# Simple Neural Network in Python using TensorFlow

<center><span style=
  "
  font-size: 50px; 
  font-weight: bold;
  color: Yellow;
  text-decoration: underline;
  text-decoration-color: White;
  "
>
   Activation Functions <!--  paste your text -->
  </span></center>


---

| Activation Function | Common Use | Advantages | Disadvantages |
|---|---|---|---|
| Sigmoid / Logistic | Predicting the probability as output | Outputs between 0 and 1, useful for binary classification, differentiable and provides smooth gradient | Suffers from vanishing gradient problem, output not symmetric around zero |
| Tanh (Hyperbolic Tangent) | Hidden layers of neural network | Output is zero-centered, helps centering the data | Suffers from vanishing gradient problem, gradient is steeper compared to sigmoid |
| ReLU (Rectified Linear Unit) | Hidden layers of neural network | Computationally efficient, accelerates convergence of gradient descent | Suffers from "dying ReLU" problem, all negative input values become zero |
| Leaky ReLU | To avoid dying ReLU problem | Enables backpropagation for negative input values, avoids dead neurons | Predictions may not be consistent for negative input values, learning of model parameters is time-consuming |
| Parametric ReLU | When Leaky ReLU fails at solving dead neurons problem | Slope of the negative part can be learnt during backpropagation | Performance varies depending on the value of slope parameter 'a' |
| Exponential Linear Units (ELUs) | Modifies slope of the negative part of the function | Smoothly approaches the value of -α for negative inputs, avoids dead ReLU problem | Increases computational time, no learning of the 'a' value, suffers from exploding gradient problem |
| Softmax | Output layer of classifier to represent probability distribution | Output is a probability distribution over 'n' classes | Limitations when dealing with non-exclusive classes |



In [None]:
# pip install pandas numpy matplotlib seaborn plotly scikit-learn scipy tensorflow

## Steps before Creating a Neural Network (Preprocess the Data)

In [None]:
# import libraries
import pandas as pd
import seaborn as sns
from sklearn.model_selection import train_test_split
from sklearn.preprocessing import StandardScaler
import tensorflow as tf

### Preprocessing

In [None]:
#remove warnings
import warnings
warnings.filterwarnings('ignore')

# Load Titanic dataset
titanic = sns.load_dataset('titanic')

# Preprocessing
# Dropping rows with missing 'age' and 'embarked' values
titanic.dropna(subset=['age', 'embarked'], inplace=True)

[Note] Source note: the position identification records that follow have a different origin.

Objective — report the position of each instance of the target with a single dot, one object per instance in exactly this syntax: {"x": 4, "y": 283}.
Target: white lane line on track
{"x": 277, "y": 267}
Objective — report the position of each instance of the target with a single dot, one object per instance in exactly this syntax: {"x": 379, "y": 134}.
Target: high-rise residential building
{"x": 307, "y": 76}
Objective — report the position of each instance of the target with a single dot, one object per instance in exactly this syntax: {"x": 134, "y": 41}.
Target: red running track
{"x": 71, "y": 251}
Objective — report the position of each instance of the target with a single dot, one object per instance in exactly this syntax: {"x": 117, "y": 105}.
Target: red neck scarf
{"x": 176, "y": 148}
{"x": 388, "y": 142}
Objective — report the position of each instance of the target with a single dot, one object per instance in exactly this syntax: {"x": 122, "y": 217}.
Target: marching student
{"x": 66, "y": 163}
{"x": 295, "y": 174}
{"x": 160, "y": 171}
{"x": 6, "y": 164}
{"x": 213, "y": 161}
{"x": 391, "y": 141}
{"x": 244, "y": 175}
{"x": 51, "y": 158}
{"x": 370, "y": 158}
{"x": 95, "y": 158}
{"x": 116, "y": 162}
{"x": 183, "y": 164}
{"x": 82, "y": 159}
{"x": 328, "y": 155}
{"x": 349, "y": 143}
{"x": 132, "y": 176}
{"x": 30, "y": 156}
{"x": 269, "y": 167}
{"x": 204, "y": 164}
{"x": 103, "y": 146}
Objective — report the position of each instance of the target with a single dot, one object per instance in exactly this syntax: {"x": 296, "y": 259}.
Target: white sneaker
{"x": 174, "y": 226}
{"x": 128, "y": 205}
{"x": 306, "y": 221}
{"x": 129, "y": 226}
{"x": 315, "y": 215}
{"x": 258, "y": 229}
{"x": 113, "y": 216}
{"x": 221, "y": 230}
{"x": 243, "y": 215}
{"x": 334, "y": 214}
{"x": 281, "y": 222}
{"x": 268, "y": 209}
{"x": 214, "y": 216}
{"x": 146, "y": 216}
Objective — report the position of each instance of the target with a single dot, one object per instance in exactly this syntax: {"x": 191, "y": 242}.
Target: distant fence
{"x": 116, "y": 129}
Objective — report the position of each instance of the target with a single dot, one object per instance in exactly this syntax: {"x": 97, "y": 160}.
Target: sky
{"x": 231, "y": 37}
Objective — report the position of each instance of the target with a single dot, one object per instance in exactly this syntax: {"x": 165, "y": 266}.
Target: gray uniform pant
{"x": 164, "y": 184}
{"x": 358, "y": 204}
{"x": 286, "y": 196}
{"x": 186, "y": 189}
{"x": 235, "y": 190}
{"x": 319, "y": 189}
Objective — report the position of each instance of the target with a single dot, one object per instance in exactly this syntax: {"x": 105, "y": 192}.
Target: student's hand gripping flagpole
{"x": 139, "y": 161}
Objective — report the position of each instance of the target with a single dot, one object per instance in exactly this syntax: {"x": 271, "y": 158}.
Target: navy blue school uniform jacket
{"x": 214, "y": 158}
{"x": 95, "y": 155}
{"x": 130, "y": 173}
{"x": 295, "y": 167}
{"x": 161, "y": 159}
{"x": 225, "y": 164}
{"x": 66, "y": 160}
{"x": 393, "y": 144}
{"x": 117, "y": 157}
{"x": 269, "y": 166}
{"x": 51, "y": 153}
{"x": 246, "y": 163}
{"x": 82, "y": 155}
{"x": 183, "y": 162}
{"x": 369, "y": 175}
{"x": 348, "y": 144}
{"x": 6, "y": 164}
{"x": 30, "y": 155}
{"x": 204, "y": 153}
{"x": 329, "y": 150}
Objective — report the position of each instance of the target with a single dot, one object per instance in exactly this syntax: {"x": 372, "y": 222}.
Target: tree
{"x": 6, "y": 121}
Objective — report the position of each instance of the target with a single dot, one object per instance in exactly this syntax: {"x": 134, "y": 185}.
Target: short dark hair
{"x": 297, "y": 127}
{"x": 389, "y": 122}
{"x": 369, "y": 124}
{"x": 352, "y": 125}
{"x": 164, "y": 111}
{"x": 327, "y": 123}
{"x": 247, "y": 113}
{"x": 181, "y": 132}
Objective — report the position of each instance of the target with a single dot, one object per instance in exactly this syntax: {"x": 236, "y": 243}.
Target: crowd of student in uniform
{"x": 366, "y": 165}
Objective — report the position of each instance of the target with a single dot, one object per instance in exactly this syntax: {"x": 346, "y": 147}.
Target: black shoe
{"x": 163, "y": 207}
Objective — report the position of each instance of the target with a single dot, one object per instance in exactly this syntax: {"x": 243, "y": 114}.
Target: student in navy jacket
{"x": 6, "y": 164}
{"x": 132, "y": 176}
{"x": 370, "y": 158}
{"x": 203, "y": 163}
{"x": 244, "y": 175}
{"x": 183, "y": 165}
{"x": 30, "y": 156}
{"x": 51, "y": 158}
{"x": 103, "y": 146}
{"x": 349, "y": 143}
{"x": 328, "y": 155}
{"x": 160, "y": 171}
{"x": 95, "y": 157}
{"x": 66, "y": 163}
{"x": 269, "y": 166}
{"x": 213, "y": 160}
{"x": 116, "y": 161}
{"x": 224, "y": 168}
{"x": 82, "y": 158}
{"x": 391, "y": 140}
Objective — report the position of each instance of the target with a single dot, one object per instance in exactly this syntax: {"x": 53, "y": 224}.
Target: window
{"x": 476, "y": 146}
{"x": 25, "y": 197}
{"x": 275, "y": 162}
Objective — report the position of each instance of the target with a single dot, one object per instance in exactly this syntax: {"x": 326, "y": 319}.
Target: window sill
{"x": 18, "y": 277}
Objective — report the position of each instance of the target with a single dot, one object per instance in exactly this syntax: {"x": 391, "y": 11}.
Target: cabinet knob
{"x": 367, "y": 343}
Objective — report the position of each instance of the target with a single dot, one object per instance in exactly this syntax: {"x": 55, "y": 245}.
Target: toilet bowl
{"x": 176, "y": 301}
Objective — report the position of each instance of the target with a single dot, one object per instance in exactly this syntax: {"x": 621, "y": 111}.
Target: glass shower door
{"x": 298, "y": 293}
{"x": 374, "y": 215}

# Converting categorical variables to dummy variables
titanic = pd.get_dummies(titanic, columns=['sex', 'embarked', 'class', 'who', 'deck'], drop_first=True)

# Selecting features and target
X = titanic.drop(['survived', 'alive', 'embark_town', 'adult_male', 'alone'], axis=1)
y = titanic['survived']

# Splitting the dataset
X_train, X_test, y_train, y_test = train_test_split(X, y, test_size=0.2, random_state=42)

# Standardizing the data
scaler = StandardScaler()
X_train = scaler.fit_transform(X_train)
X_test = scaler.transform(X_test)

In [None]:
X_train.shape

### Building the model

In [None]:
# define the layers of the model
input_layer = tf.keras.layers.Dense(10, # Number of neurons (units) in this layer — this layer will output a vector of size 10
                                    activation='relu', # The activation function for this layer, which introduces non-linearity to the model
                                    input_shape=(X_train.shape[1],) # Shape of the input vector. i.e; number of features in X_train
                                    )
# So this input layer will accept an input vector of size 18 (i.e., number of features), and output a vector of size 10

# Most of the time, "units" in the input layer are equal to the number of features in the dataset. It could also be multiple of the number of features, like 2x, 3x, etc. depending on the complexity of the dataset.

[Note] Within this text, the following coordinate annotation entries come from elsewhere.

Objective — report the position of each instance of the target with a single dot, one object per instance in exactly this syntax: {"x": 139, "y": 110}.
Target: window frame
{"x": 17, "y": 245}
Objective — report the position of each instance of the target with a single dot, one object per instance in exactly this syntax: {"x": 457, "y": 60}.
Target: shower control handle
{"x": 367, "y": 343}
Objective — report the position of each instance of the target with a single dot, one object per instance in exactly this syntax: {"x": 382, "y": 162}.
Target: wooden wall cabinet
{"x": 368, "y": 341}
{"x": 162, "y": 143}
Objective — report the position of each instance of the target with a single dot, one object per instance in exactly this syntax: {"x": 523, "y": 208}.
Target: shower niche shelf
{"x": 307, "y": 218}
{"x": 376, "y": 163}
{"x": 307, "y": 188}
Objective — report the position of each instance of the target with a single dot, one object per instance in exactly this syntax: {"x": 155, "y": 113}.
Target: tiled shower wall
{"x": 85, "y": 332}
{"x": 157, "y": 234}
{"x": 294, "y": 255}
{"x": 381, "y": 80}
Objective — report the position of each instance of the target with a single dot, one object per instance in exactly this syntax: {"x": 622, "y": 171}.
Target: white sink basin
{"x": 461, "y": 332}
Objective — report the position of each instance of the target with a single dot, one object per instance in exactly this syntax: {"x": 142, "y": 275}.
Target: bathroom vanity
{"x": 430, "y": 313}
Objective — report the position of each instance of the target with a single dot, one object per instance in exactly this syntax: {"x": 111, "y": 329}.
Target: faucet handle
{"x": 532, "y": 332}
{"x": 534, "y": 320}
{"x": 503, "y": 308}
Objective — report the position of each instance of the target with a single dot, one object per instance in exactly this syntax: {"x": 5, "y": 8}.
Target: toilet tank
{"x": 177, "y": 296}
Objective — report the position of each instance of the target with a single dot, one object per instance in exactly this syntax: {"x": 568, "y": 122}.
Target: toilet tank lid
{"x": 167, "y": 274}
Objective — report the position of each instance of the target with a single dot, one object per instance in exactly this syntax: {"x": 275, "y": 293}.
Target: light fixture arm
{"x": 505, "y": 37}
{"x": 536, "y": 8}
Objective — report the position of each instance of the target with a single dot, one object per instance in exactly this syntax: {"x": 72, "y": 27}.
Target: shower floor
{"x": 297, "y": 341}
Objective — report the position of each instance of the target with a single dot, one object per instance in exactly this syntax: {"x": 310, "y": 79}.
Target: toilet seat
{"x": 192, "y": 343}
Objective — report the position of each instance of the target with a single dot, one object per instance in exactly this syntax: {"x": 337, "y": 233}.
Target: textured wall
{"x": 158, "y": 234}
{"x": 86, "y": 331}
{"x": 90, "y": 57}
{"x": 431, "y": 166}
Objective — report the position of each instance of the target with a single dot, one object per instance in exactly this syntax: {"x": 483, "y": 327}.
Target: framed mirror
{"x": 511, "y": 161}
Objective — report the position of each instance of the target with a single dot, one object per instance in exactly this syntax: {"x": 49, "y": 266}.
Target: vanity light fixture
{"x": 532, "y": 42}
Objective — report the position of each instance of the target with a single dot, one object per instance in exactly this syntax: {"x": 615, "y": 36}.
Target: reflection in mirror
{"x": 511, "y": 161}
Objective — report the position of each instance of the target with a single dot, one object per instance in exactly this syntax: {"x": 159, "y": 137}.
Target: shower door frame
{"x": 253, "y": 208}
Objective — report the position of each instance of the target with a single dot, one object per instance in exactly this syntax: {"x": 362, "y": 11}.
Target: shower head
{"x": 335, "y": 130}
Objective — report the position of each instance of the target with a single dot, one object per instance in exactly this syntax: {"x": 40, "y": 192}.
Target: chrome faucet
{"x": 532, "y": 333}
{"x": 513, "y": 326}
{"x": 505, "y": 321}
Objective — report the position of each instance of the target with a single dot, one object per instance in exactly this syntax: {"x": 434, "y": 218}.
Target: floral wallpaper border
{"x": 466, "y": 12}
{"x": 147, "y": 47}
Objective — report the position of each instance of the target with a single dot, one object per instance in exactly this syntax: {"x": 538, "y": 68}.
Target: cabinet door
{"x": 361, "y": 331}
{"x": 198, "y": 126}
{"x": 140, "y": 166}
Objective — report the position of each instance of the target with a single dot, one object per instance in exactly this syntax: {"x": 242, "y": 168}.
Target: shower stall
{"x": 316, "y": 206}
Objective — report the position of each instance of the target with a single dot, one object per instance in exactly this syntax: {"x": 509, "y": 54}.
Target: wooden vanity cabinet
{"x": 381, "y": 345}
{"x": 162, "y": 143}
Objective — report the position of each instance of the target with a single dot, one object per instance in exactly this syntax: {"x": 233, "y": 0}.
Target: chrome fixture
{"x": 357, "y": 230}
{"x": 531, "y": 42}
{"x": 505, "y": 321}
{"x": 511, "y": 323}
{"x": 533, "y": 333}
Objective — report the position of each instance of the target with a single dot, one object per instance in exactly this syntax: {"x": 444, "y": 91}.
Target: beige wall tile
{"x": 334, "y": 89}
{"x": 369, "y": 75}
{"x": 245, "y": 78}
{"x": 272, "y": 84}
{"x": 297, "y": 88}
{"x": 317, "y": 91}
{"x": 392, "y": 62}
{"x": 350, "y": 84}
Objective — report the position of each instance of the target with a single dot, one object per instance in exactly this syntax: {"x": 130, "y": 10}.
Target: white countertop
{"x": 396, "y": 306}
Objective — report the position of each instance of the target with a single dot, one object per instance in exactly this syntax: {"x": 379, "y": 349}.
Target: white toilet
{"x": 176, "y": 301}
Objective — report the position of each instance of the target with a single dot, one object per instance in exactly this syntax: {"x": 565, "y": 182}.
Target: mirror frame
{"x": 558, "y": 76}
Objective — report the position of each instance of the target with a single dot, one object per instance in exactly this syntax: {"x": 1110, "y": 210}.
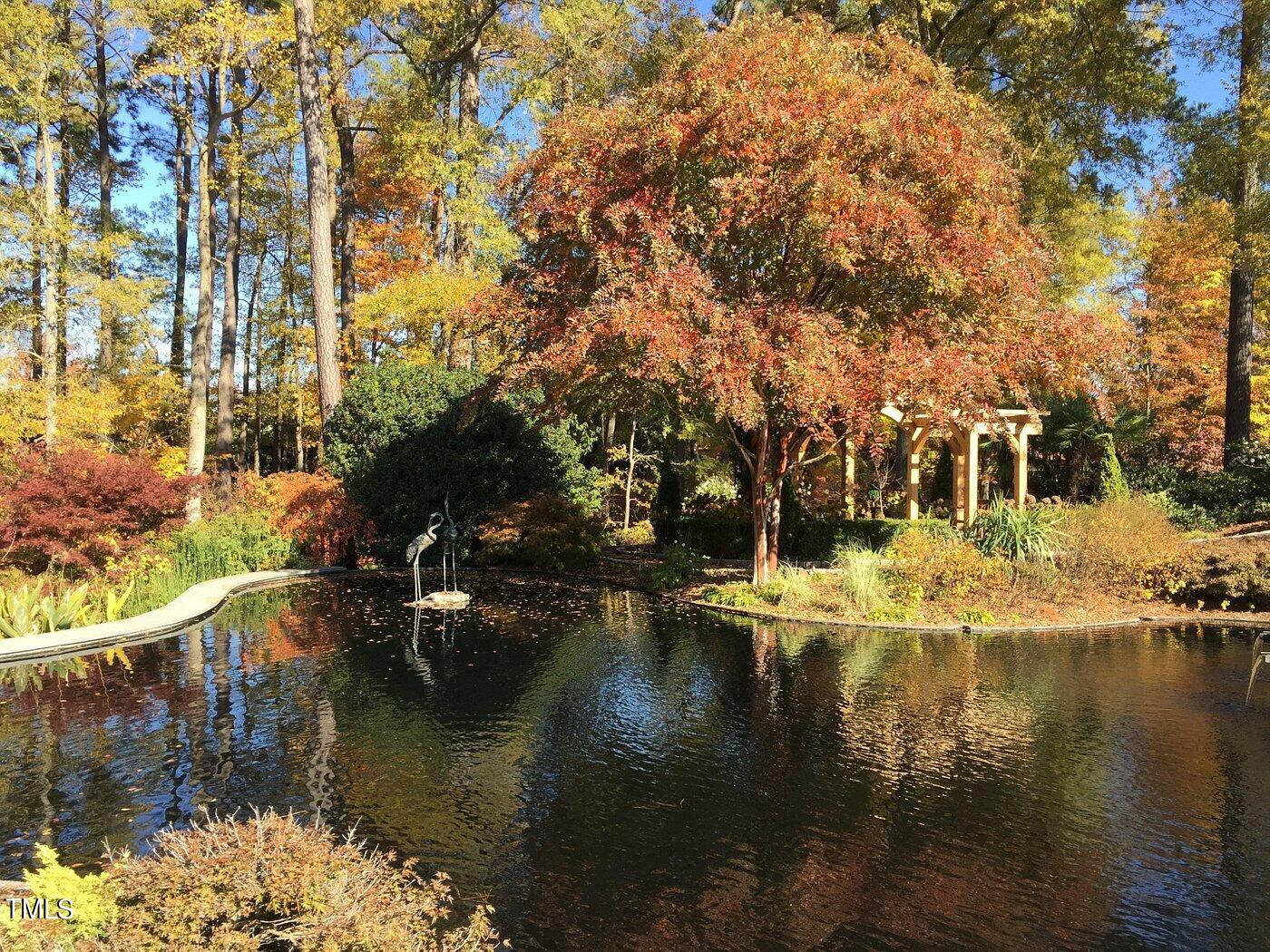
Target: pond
{"x": 612, "y": 771}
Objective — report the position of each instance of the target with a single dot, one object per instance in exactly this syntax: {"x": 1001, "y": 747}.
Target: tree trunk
{"x": 48, "y": 247}
{"x": 225, "y": 390}
{"x": 630, "y": 476}
{"x": 105, "y": 180}
{"x": 768, "y": 461}
{"x": 469, "y": 123}
{"x": 283, "y": 327}
{"x": 200, "y": 342}
{"x": 319, "y": 209}
{"x": 37, "y": 302}
{"x": 183, "y": 174}
{"x": 64, "y": 202}
{"x": 469, "y": 129}
{"x": 1238, "y": 340}
{"x": 249, "y": 345}
{"x": 347, "y": 230}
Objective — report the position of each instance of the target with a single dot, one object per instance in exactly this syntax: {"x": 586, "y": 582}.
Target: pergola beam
{"x": 962, "y": 438}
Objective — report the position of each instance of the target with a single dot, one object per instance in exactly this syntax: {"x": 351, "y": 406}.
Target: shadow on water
{"x": 609, "y": 770}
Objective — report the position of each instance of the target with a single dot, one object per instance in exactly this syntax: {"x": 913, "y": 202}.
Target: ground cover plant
{"x": 263, "y": 882}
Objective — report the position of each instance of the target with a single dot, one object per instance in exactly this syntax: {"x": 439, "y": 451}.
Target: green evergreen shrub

############ ANOTHER WAY TO DEFINE INPUT LAYER ############
# input_layer = tf.keras.layers.Input(shape=(X_train.shape[1],)) # Input layer

In [None]:
# hidden_layer = tf.keras.layers.Dense(10, activation='relu') # hidden layer

# number of hidden layers and neurons also depends on number of features and complexity of the dataset.

# Mostly non-linear activation functions are used in hidden layers. Most commenly used is relu and then, sigmoid and tanh.
# Usually, all hidden layers contain same activation function.
# Neural network types MLP and CNN make use of ReLU activation function while Recurrent networks still commonly use Tanh and Sigmoid activation functions

In [None]:
output_layer = tf.keras.layers.Dense(1, # Number of neurons (units) in this layer = 1 (because you're doing binary classification)
                                     activation='sigmoid' # The activation function for this layer, which is suitable for binary classification tasks (like 0 or 1)
                                     )
# So this layer takes input (10 values from previous layer), combines them using weights and bias, applies sigmoid, and gives output between 0 and 1.

# For regression problems, "units" in the output layer is usually 1, and the activation function is linear (i.e., no activation function).
# For binary classification problems, "units" in the output layer is usually 1, and the activation function is sigmoid.
# For multi-class classification problems, "units" in the output layer is equal to the number of classes, and the activation function is softmax. (multi-class means more than 2 classes, like: 0, 1, 2, 3 or dog, cat, bird, etc.)
# For multi-label classification problems, "units" in the output layer is equal to the number of labels, and the activation function is sigmoid.

In [None]:
# softmax is especially used in output layer of multi-class classification problems, where it converts the output into probabilities for each class.
# ReLU is most popularly used for hidden layers, as it helps the model learn complex patterns by introducing non-linearity.

In [None]:
# combine the layers into a model
model = tf.keras.models.Sequential([input_layer, 
                                    # hidden_layer, 
                                    output_layer])

# Compile the model
model.compile(optimizer='adam', # Optimizer used to update the weights during training. Adam is one of the best choices for most tasks.
              loss='binary_crossentropy', # Loss function used to measure prediction error. Binary cross-entropy is suitable for binary classification tasks.
              metrics=['accuracy']) # accuracy tells you how much predictions were correct.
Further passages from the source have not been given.